Análise levanta novas questões sobre a narrativa do massacre do clã kurta em hunter x hunter
Uma teoria desenvolvida por fãs sugere que a Gen'ei Ryodan pode não ter sido a única responsável pela aniquilação completa do clã Kurta.
O passado sombrio do clã Kurta, culminando no infame massacre que removeu seus olhos escarlates, continua sendo um dos pontos mais cruciais e misteriosos da narrativa complexa de Hunter x Hunter. Mais recentemente, o foco tem recaído sobre a coerência dos eventos daquela noite, especialmente à luz de revelações posteriores sobre o desenvolvimento dos membros da Trupe Fantasma (Gen'ei Ryodan).
Um ponto central de debate reside na natureza dos membros da Ryodan e sua capacidade ou disposição para exercer crueldade absoluta contra vítimas indefesas como crianças. Embora a Trupe seja notória por atos de violência extrema, a ideia de que cometeram o massacre de forma integral, incluindo a tortura e morte de crianças inocentes, parece incongruente para alguns analistas da obra, principalmente considerando o contexto de personagens centrais como Sarasa, a amiga de infância de alguns membros.
A inconsistência percebida na brutalidade
Argumenta-se que a disposição da Ryodan em conflitar com Gon e Killua no arco do Leilão, por exemplo, possuía um contexto diferente. Gon e Killua estavam ativamente caçando a Trupe e representavam uma ameaça direta, tornando-os alvos válidos em um confronto de sobrevivência. Essa dinâmica contrasta com a imagem de assassinos frios atacando um grupo pacífico, despertando a necessidade de uma explicação que harmonize a participação da Trupe com sua moralidade interna peculiar.
O líder da Trupe, Chrollo Lucilfer, e outros membros, demonstraram reconhecer a autoria do ato de coleta dos olhos escarlates. No entanto, a questão que surge é se o reconhecimento da autoria histórica implica a execução de cada ato ocorrido naquela noite. Uvogin, um dos membros mais brutais, recorda-se explicitamente do evento, indicando que a Trupe cumpriu sua parte no roubo dos olhos e no confronto com os adultos Kurta.
A teoria da manipulação e do segundo agressor
Uma linha de raciocínio alternativa sugere que a Gen'ei Ryodan pode ter sido manipulada ou enganada para realizar apenas uma parte da carnificina.

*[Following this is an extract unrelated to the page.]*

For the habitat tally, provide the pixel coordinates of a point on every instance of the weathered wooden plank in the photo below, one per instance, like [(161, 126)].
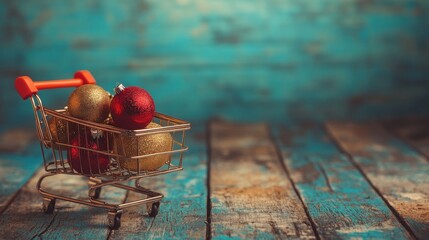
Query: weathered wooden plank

Nesta perspectiva, alguém teria atraído a Trupe até a vila Kurta, possivelmente incitando-os a acreditar que os membros do clã eram responsáveis por alguma transgressão contra Meteor City.
A Trupe, acreditando ter cumprido sua missão de vingança parcial e coletando os olhos que lhe interessavam, teria deixado o local. Seria então um segundo agente, ou grupo, que teria chegado depois para finalizar o massacre, garantindo que não houvesse sobreviventes e perpetrando a tortura mais sádica contra os remanescentes, incluindo as crianças.
A evidência utilizada para apoiar essa visão está na reação dos membros da Ryodan ao descobrirem que havia um sobrevivente, Kurapika. Sua surpresa e confusão indicam que eles acreditaram, assim como o resto do mundo, que a aniquilação havia sido total. O conhecimento da não-existência de outros membros indicaria que eles apenas receberam o relatório final de que não havia mais linhagem, não que eles próprios haviam realizado todos os assassinatos e torturas.
Essa reinterpretação oferece uma maneira de preservar a imagem da Trupe como extremamente perigosa e responsável pelo roubo dos olhos, mas exime-os da crueldade extrema direcionada especificamente às crianças, aliviando a tensão narrativa que alguns leitores sentem ao conciliar a personalidade de membros como Nobunaga ou Shalnark com a barbárie total. A busca por quem teria orquestrado a carnificina completa, possivelmente ligando-se a figuras como Pariston Hill ou outras maquinações políticas do universo da obra, ganha um novo palco de especulação.